First sentence: “There’s a thing that sometimes happen in your brain when you’re the only survivor of a horrific accident.”
Maguire Kelly has been plagued with bad luck. It’s hard for her to believe that all the bad things that happen around her are mere coincidences when it’s all stacked up against each other.
- At 11 years old, her father, brother, and uncle were killed in a car crash, but Maguire came out unscathed.
- At 12 years old, a rollercoaster she was on veered off track, and everybody except Maguire had serious injuries.
- At 16 years old (before moving to Pacific Point), she accidentally left a candle burning, and the neighbors house was engulfed in flames.
Wouldn’t you start to think that you’re nothing but bad luck?
When You’re Someone Like Maguire, What Do You Do in Girl Against the Universe?
- Believe you’re a harbinger of bad luck.
When nothing but bad luck occurs when you appear, you’ll start believing you bring it wherever you go. This is Maguire.
She’s absolutely convinced she’s bad luck, so she has isolated herself from others for fear they will get hurt. Maguire has sets of things she must do—good luck rituals in the morning, daily positive affirmations, five second perimeter checks wherever she goes—for her peace of mind. It’s all ways of coping with what she cannot control. If she doesn’t do these things, then all hell breaks loose—at least, that’s what it seems like to her. Everything she does and thinks prevent her from being a normal teenage girl, and enough is enough; she must do something about it.
- Go to a therapist to work out your issues.
Therapy isn’t treated as something shameful. These characters embrace it, and are completely open to talk about being in therapy. It doesn’t perpetuate the stigmas that people shouldn’t talk about therapy or their mental health, nor does it show characters reacting awkwardly to these talks. It’s just positive and honest, and I love it.
Sometimes, people need help, and Maguire and Jordy openly seek it, and we get to see their therapy sessions and their progress. It’s realistic. They’re making steps to deal with their issues with guidance from their therapists. I feel like I’ve gotten to know a lot about Maguire’s fears and anxiety during these sessions.

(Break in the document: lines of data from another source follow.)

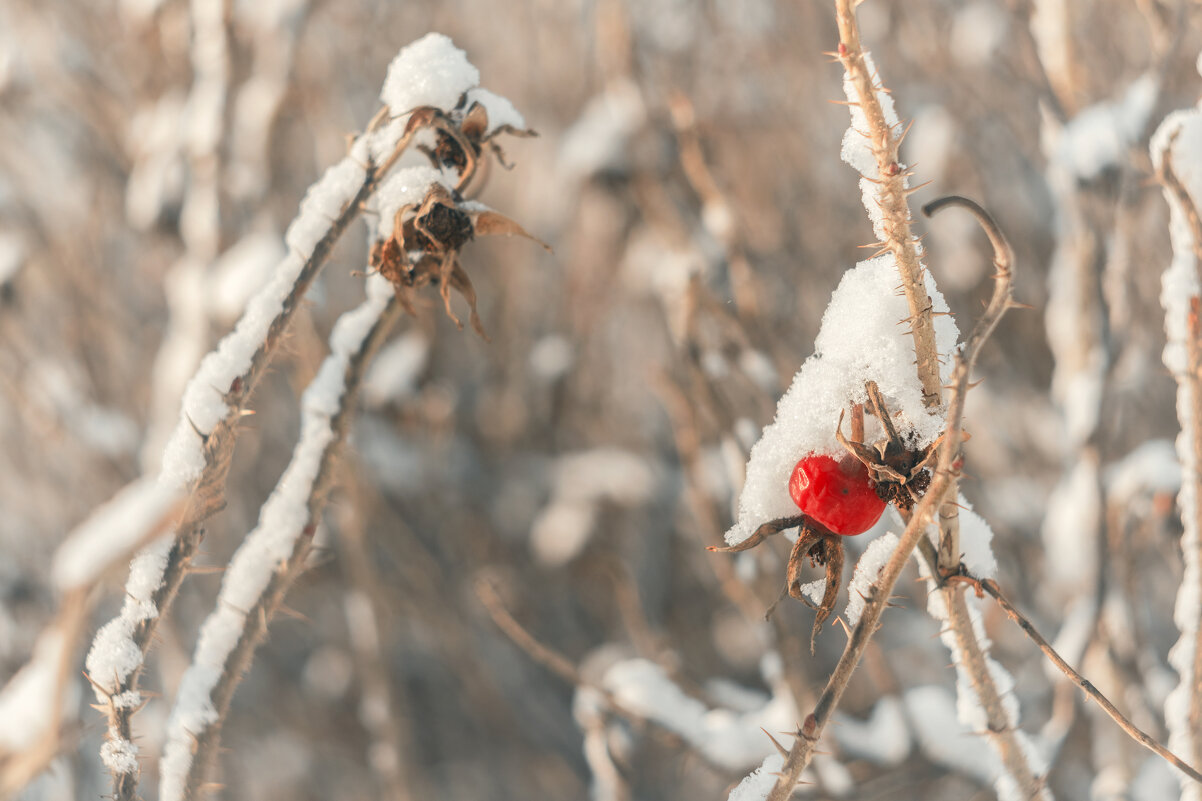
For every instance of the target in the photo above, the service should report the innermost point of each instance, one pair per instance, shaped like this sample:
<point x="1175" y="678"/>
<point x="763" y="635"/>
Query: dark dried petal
<point x="445" y="225"/>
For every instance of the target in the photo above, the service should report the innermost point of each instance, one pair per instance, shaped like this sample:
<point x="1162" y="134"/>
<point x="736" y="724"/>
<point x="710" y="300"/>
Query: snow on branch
<point x="273" y="555"/>
<point x="872" y="147"/>
<point x="860" y="340"/>
<point x="198" y="452"/>
<point x="725" y="737"/>
<point x="1177" y="155"/>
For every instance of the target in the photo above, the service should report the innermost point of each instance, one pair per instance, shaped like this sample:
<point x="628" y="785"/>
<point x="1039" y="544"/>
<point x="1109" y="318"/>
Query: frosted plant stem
<point x="1087" y="687"/>
<point x="974" y="659"/>
<point x="563" y="666"/>
<point x="946" y="469"/>
<point x="892" y="194"/>
<point x="204" y="694"/>
<point x="207" y="490"/>
<point x="1183" y="356"/>
<point x="971" y="651"/>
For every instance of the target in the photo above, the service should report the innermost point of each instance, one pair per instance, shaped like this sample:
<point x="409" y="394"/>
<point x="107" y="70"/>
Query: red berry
<point x="837" y="494"/>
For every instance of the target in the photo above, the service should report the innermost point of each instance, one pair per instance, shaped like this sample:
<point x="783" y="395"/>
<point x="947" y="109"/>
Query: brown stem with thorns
<point x="946" y="469"/>
<point x="891" y="179"/>
<point x="207" y="494"/>
<point x="1087" y="687"/>
<point x="1003" y="261"/>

- Create a list of challenges to achieve.
Maguire has a goal. She wants to be able to go to Ireland for her father’s memorial serve. At the moment, she can’t. Her belief in her bad luck isn’t going to magically disappear, but she can make steps to getting them in control. On the advice of her therapist, she makes a list of seven challenges she wants to achieve.
Her list of challenges starts out with “try out for the tennis team” and “ride in the car with someone besides her mom.” She tries out for tennis because it’s something that Maguire doesn’t know what to expect. Even though she finds it difficult to let go of her bad luck-beliefs and the fear of being not in control, she does the best she can to conquer her fear and anxiety. It may be little steps, but it’s a big achievement when she can cross out the challenges from her list. It’s really satisfying seeing Maguire do these challenges because she wants to be better, and she is doing better. She wants to not be afraid, and that’s admirable that she’s taking control.
- Meet people who are supportive.
The people Maguire meets are the type of people you’d want to be friends with.
Maguire, a loner who’s isolated herself from others due to fear and anxiety, meets Jordy Wheeler, a tennis star who is very charming and not egotistical at all. (I bet you’ll swoon over him when you meet him.) Maguire meets him at the therapist’s waiting room, and that meeting changes the both of them. (Expect some romantic moments through the course of the book.) I love that he’s struggling to figure out who he wants to be and not somebody everybody thinks he should be.
Maguire also meets Jade and Penn—girls who are on the tennis team. They don’t treat Maguire as a fragile human being who’s incapable of doing anything. They’re just there to support her, letting her know they have her back, and my god, their presence in her life and acceptance gets me a bit emotional.
- Take back control of your life.
That’s what Maguire does throughout Girl Against the Universe. She’s not gonna let the universe win. She’s gonna take back what it took from her, and you’ll be cheering for her to do so!
Should you read Girl Against the Universe? I think you should! What you get in Girl Against the Universe: a girl trying to overcome her fear and anxiety, tennis, swoon-worthy boy who’s figuring himself out, taking back what the universe took, and an honest and positive portrayal of therapy. You’ll enjoy it.